Here is a clip of Jimmy Fallon as Neil Young covering the song "Don't be Tardy for the Party," originally performed by Kim Zolciak from Bravo's reality show "Real Housewives of Atlanta." Fallon takes on the role of Neil Young often on his late night show to cover/parody various songs and even the Internet meme "double rainbow."
So, yes, the video is funny, but it's a kind of in-joke. You have to know the song, the reality show, and, of course, Neil Young. And it's hard to step outside of that context if you have it. The original song is pop candy, a superficial celebration of hedonism.As light and unreflective as could be. Here, though, the sensuous apparition of Neil Young becomes a powerful machine of affectivity. As much as it is funny, I can't help hearing some of the genuine affect of Young come through. The song turns sad and conveys the nihilistic exhaustion that comes across in so many of Young's songs.
As light-hearted as this whole business is, I think it's a genuine opportunity to think through the rhetoricity of objects. In Guerilla Metaphysics, Harman writes:
In the sensual sphere, there is a difference between the banana as a single intentional object and the banana as a set of sensuous qualities. But there is also a lower floor of being, where we find a difference between the real banana as a single private reality, and that same real banana considered as a multitude of real attributes, quite apart from any relation that other entities may have with it.
The banana's sensuous qualities include the slipperiness of the peel and the opportunity for slapstick. Neil Young's vocal, musical, and personal style combine in such a singular way that they are also ripe for comic appropriation. And like the banana, Neil Young has a "single private reality," withdrawn and inaccessible, even to Young as a conscious subject. The rhetorical composition of Fallon's video requires exposure to Young, and while clearly Fallon does not have access to Young's withdrawn nature either, we are exposed to affectivity in a way that moves beyond parody. I would suggest that this version of the song has a sadness to it that circumvents its operation as imitation or parody. In fact, if one were capable of encountering the performance without the context of parody that it would be quite clearly a sad song.

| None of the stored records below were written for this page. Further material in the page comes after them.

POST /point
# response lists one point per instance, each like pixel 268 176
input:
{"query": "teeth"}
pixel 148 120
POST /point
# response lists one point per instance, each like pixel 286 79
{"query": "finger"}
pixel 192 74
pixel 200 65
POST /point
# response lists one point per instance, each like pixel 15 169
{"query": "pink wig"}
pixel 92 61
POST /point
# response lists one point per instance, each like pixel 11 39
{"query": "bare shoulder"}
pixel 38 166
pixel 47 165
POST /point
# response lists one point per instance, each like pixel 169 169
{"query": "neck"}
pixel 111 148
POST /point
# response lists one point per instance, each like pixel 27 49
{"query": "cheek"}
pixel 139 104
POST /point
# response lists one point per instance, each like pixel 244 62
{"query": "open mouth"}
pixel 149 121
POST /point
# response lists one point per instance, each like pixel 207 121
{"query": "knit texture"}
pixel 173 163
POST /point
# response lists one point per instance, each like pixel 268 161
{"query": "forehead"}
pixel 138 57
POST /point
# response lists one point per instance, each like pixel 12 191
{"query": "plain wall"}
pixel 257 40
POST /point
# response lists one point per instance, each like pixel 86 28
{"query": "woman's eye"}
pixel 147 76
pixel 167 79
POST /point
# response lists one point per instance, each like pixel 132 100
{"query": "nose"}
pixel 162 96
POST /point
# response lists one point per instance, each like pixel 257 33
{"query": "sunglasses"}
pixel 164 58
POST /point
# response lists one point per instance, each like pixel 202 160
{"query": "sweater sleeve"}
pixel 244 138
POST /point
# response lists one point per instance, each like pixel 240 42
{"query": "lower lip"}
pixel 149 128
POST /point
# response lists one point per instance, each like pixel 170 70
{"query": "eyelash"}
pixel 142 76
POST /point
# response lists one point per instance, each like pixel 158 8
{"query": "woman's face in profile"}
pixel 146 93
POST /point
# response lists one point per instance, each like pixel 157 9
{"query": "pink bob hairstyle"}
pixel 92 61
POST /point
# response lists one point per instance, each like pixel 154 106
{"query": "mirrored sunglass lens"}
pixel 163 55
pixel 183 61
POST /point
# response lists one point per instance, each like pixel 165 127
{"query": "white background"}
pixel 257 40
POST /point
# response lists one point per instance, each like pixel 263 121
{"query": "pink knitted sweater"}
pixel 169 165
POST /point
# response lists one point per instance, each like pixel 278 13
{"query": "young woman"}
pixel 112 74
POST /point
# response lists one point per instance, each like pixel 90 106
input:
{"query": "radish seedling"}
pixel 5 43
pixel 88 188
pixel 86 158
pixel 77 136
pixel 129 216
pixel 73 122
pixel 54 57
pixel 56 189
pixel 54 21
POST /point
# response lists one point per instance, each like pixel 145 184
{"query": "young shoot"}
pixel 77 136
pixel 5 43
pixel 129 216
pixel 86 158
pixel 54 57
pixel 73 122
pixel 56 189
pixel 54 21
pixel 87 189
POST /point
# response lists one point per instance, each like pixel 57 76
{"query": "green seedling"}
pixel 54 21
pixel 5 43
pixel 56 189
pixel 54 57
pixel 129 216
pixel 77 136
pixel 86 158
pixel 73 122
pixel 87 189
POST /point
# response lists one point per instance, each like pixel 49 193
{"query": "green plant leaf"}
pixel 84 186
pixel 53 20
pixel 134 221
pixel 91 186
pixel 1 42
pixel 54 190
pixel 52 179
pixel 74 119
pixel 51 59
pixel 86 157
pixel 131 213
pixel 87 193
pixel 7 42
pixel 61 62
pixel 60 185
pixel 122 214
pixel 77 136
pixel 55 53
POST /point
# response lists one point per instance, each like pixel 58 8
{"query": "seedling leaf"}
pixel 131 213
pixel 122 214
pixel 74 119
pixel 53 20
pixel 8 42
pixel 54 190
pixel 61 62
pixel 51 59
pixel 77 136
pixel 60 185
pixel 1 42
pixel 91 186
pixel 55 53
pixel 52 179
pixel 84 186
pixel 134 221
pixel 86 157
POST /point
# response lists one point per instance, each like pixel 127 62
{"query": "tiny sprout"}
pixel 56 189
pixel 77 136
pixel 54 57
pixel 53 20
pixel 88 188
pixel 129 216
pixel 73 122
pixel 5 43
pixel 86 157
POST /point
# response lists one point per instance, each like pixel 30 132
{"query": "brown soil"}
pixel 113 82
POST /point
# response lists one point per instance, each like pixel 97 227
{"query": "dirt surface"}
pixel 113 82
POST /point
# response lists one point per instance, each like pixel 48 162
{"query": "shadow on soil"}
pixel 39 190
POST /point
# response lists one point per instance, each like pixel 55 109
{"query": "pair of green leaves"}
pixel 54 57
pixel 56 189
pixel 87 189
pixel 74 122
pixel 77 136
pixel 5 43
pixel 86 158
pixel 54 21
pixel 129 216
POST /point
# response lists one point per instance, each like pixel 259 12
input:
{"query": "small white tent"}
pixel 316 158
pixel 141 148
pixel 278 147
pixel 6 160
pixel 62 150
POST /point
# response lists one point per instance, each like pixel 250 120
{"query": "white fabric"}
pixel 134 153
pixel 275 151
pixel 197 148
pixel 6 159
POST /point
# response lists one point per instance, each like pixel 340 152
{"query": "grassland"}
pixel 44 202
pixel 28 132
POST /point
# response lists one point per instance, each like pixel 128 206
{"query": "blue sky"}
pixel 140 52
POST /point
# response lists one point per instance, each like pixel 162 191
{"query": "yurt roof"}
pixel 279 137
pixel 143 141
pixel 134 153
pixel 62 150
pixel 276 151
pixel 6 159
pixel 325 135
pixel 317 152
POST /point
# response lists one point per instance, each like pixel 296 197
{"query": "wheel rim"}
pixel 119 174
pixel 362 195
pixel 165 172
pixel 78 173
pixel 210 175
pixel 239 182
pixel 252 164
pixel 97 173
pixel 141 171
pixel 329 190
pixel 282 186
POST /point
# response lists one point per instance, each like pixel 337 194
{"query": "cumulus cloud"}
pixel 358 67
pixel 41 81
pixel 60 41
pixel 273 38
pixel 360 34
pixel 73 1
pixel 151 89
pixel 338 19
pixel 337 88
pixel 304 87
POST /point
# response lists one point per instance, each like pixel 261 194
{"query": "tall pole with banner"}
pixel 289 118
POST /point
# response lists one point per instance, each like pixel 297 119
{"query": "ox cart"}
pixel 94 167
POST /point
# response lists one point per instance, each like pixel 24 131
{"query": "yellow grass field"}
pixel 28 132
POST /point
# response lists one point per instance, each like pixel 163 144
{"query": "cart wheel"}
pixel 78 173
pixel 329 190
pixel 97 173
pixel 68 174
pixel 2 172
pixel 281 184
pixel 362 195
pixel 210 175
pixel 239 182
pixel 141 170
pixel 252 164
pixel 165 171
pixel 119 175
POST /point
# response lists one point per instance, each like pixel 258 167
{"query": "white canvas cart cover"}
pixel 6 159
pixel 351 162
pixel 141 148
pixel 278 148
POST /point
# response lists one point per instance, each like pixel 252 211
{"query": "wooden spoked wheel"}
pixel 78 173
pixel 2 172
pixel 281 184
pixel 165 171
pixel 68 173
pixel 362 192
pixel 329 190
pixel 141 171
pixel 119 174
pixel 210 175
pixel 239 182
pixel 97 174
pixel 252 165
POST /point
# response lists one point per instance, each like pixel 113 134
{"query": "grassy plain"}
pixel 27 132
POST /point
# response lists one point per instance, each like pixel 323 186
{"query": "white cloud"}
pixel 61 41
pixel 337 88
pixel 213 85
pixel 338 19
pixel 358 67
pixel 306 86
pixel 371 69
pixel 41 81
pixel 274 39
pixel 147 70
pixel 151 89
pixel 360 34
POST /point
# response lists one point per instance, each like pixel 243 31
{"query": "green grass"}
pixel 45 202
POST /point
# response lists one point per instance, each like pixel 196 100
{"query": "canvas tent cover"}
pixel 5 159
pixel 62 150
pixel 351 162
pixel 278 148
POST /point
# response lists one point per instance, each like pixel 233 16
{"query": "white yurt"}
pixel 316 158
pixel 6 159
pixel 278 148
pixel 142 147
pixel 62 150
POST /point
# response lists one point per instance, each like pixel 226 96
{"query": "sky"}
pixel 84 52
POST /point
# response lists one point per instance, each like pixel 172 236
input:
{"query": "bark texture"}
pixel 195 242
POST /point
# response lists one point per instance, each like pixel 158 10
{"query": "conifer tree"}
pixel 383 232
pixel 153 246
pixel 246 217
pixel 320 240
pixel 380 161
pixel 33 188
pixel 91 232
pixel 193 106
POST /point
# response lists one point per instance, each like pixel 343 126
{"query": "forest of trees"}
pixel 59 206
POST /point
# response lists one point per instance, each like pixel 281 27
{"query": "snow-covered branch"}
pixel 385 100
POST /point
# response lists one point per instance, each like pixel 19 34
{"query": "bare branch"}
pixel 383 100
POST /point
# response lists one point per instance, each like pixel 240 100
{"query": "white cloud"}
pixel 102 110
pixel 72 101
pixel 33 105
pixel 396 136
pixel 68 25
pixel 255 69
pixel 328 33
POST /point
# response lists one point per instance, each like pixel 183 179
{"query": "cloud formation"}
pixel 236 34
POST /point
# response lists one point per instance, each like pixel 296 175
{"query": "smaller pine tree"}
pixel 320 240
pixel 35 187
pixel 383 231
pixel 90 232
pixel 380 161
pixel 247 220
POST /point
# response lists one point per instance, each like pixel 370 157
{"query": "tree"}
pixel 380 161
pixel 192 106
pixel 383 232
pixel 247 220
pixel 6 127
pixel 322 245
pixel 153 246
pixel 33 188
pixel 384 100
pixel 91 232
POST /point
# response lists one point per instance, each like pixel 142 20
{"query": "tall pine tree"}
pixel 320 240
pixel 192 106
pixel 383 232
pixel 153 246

In other words, the composition is not simply exposed to Young as a kind of imitable cultural icon but also to the objectivity of his timbre, as Morton puts it so nicely in his UCLA talk. This is what we can see in an object-oriented rhetoric. In the act of composition, we are not simply exposed to arguments, meanings, or ideologies. We are exposed to objects, perhaps not their inner core, but to some exteriorization of the object. Affects are passed along; forces are exchanged. Something is delivered here, rhetorically speaking. And then below, inaccessible, we have that virtual machine of invention, ripping sensuous objects from the assemblage of other objects that form a composition, pulsing out mixtures of arranged structures and stylistic affects, and burning these into memory for future exposure and delivery.
And thus we encounter these odd moments, perhaps like Barthes' punctum, in the midst of parody, where we might be struck by something very different that reminds us that objects are deeper and more distant than they appear.